After 9/11, every IT organization on the planet began making sure there was some form or fail-over to a backup system or disaster recovery site

Um no? A number of large organizations do not have a disaster recovery site. Just the other day Cisco.com was down for a few hours.

Re:Whiskey Tango Foxtrot (1, Funny)

Anonymous Coward | more than 7 years ago | (#20240915)

At a previous employer, we kept having a Cisco Switch crash and become unresponsive, making about 1/3 of the people connected to it in the office lose connection.

After about 2 to 3 hours of investigation and it going down twice after we'd bring it back up, we soon found the problem. F**king intern, who was worthless anyways and about to get fired for other stupid mishaps had a Netgear switch he was using for setting up new desktops thought it'd be cute to plug one port of the switch to another port on it, that was creating the havoc and bringing down the switch and part of the network for most.

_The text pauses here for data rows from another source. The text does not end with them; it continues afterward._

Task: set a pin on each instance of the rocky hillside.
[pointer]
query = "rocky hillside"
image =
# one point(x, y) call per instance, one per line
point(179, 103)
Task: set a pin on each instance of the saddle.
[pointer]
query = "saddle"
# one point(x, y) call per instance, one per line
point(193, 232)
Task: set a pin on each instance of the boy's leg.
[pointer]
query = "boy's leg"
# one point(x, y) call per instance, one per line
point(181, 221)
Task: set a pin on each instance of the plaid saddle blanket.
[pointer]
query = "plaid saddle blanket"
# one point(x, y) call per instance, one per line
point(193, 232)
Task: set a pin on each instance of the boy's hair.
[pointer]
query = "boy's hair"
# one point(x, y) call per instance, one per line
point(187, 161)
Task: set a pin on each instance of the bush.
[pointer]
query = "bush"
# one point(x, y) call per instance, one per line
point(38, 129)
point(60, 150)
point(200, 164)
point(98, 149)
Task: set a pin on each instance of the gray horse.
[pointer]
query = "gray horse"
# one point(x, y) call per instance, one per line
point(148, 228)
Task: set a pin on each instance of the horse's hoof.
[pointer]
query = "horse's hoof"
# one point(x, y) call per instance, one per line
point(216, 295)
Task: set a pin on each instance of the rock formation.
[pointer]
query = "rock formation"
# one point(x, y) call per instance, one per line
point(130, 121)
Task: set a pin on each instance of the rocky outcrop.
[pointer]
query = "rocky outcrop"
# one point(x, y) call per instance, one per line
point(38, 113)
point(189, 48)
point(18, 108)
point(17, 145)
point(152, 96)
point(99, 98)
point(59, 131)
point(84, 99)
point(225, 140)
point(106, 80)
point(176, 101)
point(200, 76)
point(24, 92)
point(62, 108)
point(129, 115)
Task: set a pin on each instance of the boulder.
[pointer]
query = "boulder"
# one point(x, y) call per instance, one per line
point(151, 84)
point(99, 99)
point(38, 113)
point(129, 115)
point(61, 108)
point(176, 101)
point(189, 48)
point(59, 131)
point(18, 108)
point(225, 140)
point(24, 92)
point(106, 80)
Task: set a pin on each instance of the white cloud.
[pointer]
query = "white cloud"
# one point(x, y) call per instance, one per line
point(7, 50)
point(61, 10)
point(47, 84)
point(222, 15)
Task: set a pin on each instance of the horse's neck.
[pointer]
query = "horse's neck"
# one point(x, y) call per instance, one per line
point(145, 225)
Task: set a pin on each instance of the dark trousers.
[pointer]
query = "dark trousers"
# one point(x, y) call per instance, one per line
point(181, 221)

I think he got fired two weeks later. I guess he had it coming since several times for lunch he would go home and take a nap, coming back after 3 or 4 hours cause he had overslept during such hour lunch break.

Re:Whiskey Tango Foxtrot (0)

Anonymous Coward | more than 7 years ago | (#20241103)

Can someone explain technically how doing that on the Netgear POS would cause the Cisco to crash? I guess there'd have to be broadcast traffic on that segment?

Re:Whiskey Tango Foxtrot (1)

archen (447353) | more than 7 years ago | (#20241221)

If you have two different network segments which are supposed to be routed and a connection between them appears, you end up with a scenario where packets may go to the switch or may hop the rogue connection. I had this happen at a new facility our company moved to. I had a few single switches divided in half with VLANS and somewhere someone ended up with a crossed connection. The result was strange packet storms that would mysteriously cause network interfaces to shut down completely on machines.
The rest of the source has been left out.